A cabinet minister has warned the Treasury against increasing taxes to tackle a gap in public finances hit by coronavirus, bringing into the open apparent tension within government over the issue before this autumn’s budget.
After several days of reports about apparent plans to raise more money from corporation tax, pension relief, fuel duty and other levies generating an angry response from some Conservative MPs, the work and pensions secretary, Thérèse Coffey, called instead for tax cuts.
While saying she could not comment directly on the plans of the chancellor, Rishi Sunak, Coffey told Times Radio that reductions in tax would be more likely to bring in an increased amount of money.
“In the past, when we have actually cut tax rates, we have seen taxes increase,” she said. “Tax rates are a very dynamic situation, and we need to make sure the chancellor has the best opportunities when he announces to the country.
“In the past, when some people might assume the only way to get tax up is to increase tax rates, actually, we have shown in our economic history the opposite.”
The comments show the scale of the task facing the Treasury if it does not raise any taxes to make up for a shortfall caused by the economic slump during the Covid-19 pandemic, with the government publicly committed to maintaining spending levels and a heavy programme of investment in infrastructure.
The Sunday Telegraph cited Treasury sources, reporting that capital gains tax could be increased to align with income tax, as well as possible changes to pension tax relief and inheritance tax.
According to a report in the Sunday Times, another move could be to increase corporation tax from its current level of 19%, which is one of the lowest among leading economies, to 24%. This provoked immediate concern from business groups.
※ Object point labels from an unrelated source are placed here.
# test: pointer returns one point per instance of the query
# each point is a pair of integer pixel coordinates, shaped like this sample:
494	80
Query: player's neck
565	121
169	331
Subsequently, the Sun reported that another measure could be to add 5p to fuel duty, bringing condemnation from Tory MPs, a number of whom support campaigns that agitate against any increase in petrol prices.
It remains unclear who has been briefing on the plans, with Treasury sources insisting much of the reporting is incorrect. This has prompted speculation that opponents of Sunak, who has emerged from the Covid crisis as a mooted future rival to Boris Johnson, have been trying to undermine his position.
Coffey’s intervention underlines the political jeopardy facing the chancellor as he tries to established some order over the public finances, with the government having borrowed more than £150bn in the first four months of the current financial year.
Sunak’s options are further limited by the 2019 Conservative manifesto, which guaranteed no increases in the rates of income tax, national insurance and VAT for the whole of this parliament.